Sweeping Generalization #12: “Brainstorming is Dumb”

I read an article recently (in July, actually. I’ve been busy) with the catchy title “Brainstorming is Dumb.”  Caught my attention, because I’m a big fan of brainstorming, and facilitate “brainstorming sessions” fairly frequently.

Turns out “brainstorming” is not dumb. A single technique, where people shout out ideas while others allegedly listen and create more ideas, has apparently been proven to be somewhat ineffective.
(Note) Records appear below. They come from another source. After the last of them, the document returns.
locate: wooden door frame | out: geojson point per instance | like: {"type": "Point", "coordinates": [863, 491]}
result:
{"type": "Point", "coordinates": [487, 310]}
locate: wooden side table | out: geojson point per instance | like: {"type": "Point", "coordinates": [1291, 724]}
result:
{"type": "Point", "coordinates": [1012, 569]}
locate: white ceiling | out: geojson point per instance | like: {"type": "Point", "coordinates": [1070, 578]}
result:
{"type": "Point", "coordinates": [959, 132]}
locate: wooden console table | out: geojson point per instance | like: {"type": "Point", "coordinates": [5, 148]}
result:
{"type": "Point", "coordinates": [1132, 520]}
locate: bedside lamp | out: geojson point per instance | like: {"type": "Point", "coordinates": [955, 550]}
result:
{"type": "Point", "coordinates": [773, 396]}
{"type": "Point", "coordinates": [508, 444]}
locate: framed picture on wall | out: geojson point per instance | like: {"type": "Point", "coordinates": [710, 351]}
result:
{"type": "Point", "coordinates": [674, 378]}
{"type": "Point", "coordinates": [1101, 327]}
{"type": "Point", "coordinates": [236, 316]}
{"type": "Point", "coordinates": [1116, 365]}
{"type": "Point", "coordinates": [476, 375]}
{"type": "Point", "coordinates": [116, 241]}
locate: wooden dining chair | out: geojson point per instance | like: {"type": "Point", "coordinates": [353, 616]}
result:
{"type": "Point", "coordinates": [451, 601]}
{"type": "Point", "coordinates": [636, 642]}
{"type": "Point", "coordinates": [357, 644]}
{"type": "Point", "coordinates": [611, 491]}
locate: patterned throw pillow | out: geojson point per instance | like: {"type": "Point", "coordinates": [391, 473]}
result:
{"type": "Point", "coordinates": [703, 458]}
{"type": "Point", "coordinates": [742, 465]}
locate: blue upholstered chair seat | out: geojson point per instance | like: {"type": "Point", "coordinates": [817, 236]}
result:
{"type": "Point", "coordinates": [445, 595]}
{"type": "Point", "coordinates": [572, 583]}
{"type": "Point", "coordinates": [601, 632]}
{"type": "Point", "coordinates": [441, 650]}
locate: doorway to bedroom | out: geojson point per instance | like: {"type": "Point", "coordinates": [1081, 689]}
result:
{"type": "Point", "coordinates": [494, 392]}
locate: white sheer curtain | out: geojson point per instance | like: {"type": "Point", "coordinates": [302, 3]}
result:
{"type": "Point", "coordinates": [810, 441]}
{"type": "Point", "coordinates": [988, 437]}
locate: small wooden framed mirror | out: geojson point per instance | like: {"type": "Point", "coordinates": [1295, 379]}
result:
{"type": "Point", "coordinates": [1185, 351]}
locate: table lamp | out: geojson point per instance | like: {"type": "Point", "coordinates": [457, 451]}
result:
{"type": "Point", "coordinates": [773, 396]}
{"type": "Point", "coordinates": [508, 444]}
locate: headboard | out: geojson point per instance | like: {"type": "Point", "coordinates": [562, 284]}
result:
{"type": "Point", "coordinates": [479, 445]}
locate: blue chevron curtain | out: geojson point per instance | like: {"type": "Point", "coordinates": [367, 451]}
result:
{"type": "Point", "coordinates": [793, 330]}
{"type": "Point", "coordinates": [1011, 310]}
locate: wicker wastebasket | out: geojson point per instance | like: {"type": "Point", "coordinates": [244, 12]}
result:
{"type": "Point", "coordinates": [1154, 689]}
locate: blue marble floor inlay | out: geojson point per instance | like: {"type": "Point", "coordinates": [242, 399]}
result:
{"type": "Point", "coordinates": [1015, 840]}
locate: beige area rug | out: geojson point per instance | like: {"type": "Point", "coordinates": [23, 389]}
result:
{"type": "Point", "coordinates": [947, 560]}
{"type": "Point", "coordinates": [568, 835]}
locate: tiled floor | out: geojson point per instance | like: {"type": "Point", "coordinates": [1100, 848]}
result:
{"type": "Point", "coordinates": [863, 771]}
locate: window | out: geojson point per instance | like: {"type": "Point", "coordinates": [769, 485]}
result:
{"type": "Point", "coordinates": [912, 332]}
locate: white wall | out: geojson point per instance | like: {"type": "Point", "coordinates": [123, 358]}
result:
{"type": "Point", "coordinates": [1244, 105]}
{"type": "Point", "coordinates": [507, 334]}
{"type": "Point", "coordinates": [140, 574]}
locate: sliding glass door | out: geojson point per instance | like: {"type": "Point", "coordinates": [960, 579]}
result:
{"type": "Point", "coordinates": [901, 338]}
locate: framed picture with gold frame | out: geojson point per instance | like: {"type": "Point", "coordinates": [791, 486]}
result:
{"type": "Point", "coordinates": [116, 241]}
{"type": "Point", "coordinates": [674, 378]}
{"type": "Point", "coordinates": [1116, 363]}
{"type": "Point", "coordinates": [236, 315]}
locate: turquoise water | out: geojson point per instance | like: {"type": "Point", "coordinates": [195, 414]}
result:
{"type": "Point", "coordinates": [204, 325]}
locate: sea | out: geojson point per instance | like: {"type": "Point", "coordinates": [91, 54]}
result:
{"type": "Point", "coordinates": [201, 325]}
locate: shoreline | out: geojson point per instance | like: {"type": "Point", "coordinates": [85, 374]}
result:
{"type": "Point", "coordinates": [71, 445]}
“…group brainstorming has many downsides—chief among them is that only a single person can talk at a time, which means that one or two people can dominate the conversation. It also means that while someone is sharing his idea, others might forget their own ideas or the group may become fixated on the ideas people already shared. “Brainstorming is a complex process where people are trying to listen, think, add, collaborate, build,” says Paul Paulus, a professor psychology at the University of Texas at Arlington. “It’s cumbersome, it’s difficult psychologically, and people don’t do it very well.”

Well, yeah. If that’s all you do, and if you don’t have a facilitator who can manage the process well enough so that one person doesn’t dominate, and who can’t engage participants in effective ways to listen and to build on what people are saying.

“Brainstorming,” to me, is a synonym for ideation. And it consists of utilizing many tools and techniques, (including “brain writing,” which the article advocates) led by a facilitator who is constantly adapting to the needs of the group, the issue, and the dynamics of the moment.

Bottom line – you probably will be less effective in coming up with good ideas if all you do is stand in front of a whiteboard or easel pad and ask people to shout out ideas. All the more reason to think in a robust manner about ways to get people to think creatively, build off each other, engage, and…ideate.